Le 6 avril 2022 marquait l’entrée en vigueur d’importantes dispositions transitoires prévues par la réforme Boulet. Pour la première fois, des milieux de travail, non-couverts jusqu’ici par les mécanismes de prévention prévus par la Loi sur la santé et la sécurité du travail (LSST), doivent mettre en place de tels mécanismes.
Les mécanismes prévus initialement par la LSST ne s’appliquaient jusqu’ici qu’à une minorité de milieux de travail. Seuls les établissements de plus de 20 salariés, appartenant aux industries considérées les plus dangereuses – classées dans les « groupes prioritaires 1 et 2 » –, étaient assujettis à l’ensemble de ceux-ci. Les travailleuses et les travailleurs de ces établissements bénéficiaient d’un comité paritaire de santé et sécurité du travail, d’un représentant à la prévention, d’un programme de prévention et d’un programme de santé. Pour le moment, ces salariés conservent ces acquis malgré la réforme, mais pour une durée d’au plus quatre ans.

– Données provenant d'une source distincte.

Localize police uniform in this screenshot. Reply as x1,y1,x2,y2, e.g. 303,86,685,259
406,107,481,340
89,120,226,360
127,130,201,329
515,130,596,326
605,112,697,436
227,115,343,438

Pour les travailleuses et les travailleurs non couverts jusqu’ici, de nouveaux mécanismes s’appliquent depuis le 6 avril 2022. La couverture de ces secteurs était d’ailleurs la principale justification de la réforme Boulet. Malheureusement, les mécanismes de prévention dont il est question ne sont qu’une pâle copie de ceux prévus à l’origine par la LSST.
Des mécanismes édulcorés en attendant un règlement
Dans les établissements de 20 travailleuses et travailleurs ou plus, un comité de santé et de sécurité du travail comptant des représentants des salariés et de l’employeur doit être formé. Les travailleuses et travailleurs peuvent élire un représentant en santé et sécurité qui devra être libéré un certain nombre d’heures par trimestre, selon la taille de l’établissement. Le temps de libération se limite toutefois à 25% de ce que permettent les mécanismes en vigueur dans les groupes 1 et 2. De plus, l’employeur n’a pas à mettre en place de programme de prévention pour le moment. Il n’a qu’à consigner et analyser les risques pouvant affecter la santé et la sécurité des travailleuses et des travailleurs.
Dans les milieux de moins de 20 salariés, les travailleuses et les travailleurs peuvent désigner un « agent de liaison » ayant principalement pour tâche de coopérer avec l’employeur pour l’aider à identifier les risques à la santé et la sécurité des salariés, que l’employeur doit consigner.
Notons enfin que les dispositions qui encadrent ces mécanismes ne s’appliqueront qu’en attendant l’adoption d’un Règlement sur les mécanismes de prévention par la CNÉSST ou par le gouvernement, au plus tard le 6 octobre 2025. On peut craindre que cet éventuel règlement n’aille pas plus loin que ces mécanismes à rabais. À ce moment, la clause des droits acquis qui protège pour l’instant les travailleuses et les travailleurs des secteurs qui étaient déjà couverts tombera. Le temps de libération en vigueur dans ces secteurs risque alors d’être drastiquement réduit.
Les non-syndiqués laissés à eux-mêmes
En théorie, les nouveaux mécanismes de prévention s’appliquent depuis le 6 avril dans tous les milieux de travail, que les travailleuses et les travailleurs soient syndiqués ou non. Il est toutefois utopique d’espérer que des non-syndiqués exerceront spontanément ces nouveaux droits, alors qu’ils n’en savent souvent rien! Mis à part une page d’information sur son site Internet, la CNÉSST n’a pratiquement pas diffusé d’information à ce sujet. De plus, aucun processus clair n’est prévu pour encadrer la désignation des représentants par des non-syndiqués ni pour faciliter l’organisation d’une assemblée ou l’élection de représentants au comité paritaire. On imagine mal comment des non-syndiqués pourront faire valoir leurs nouveaux droits, particulièrement si l’employeur résiste ou s’oppose.
Pour que ces dispositions fonctionnent réellement, il aurait fallu que la CNÉSST mène une vaste campagne d’information et surtout qu’elle aide réellement les milieux de travail à mettre en place les mécanismes de prévention. Il faudrait aussi que la Commission appuie réellement les travailleuses et les travailleurs, surtout les non-syndiqués, pour qu’ils exercent leurs nouveaux droits. Autrement, la réforme en prévention est condamnée à l’échec pour la majorité des travailleuses et des travailleurs, en plus de faire reculer les acquis de celles et ceux qui étaient protégés.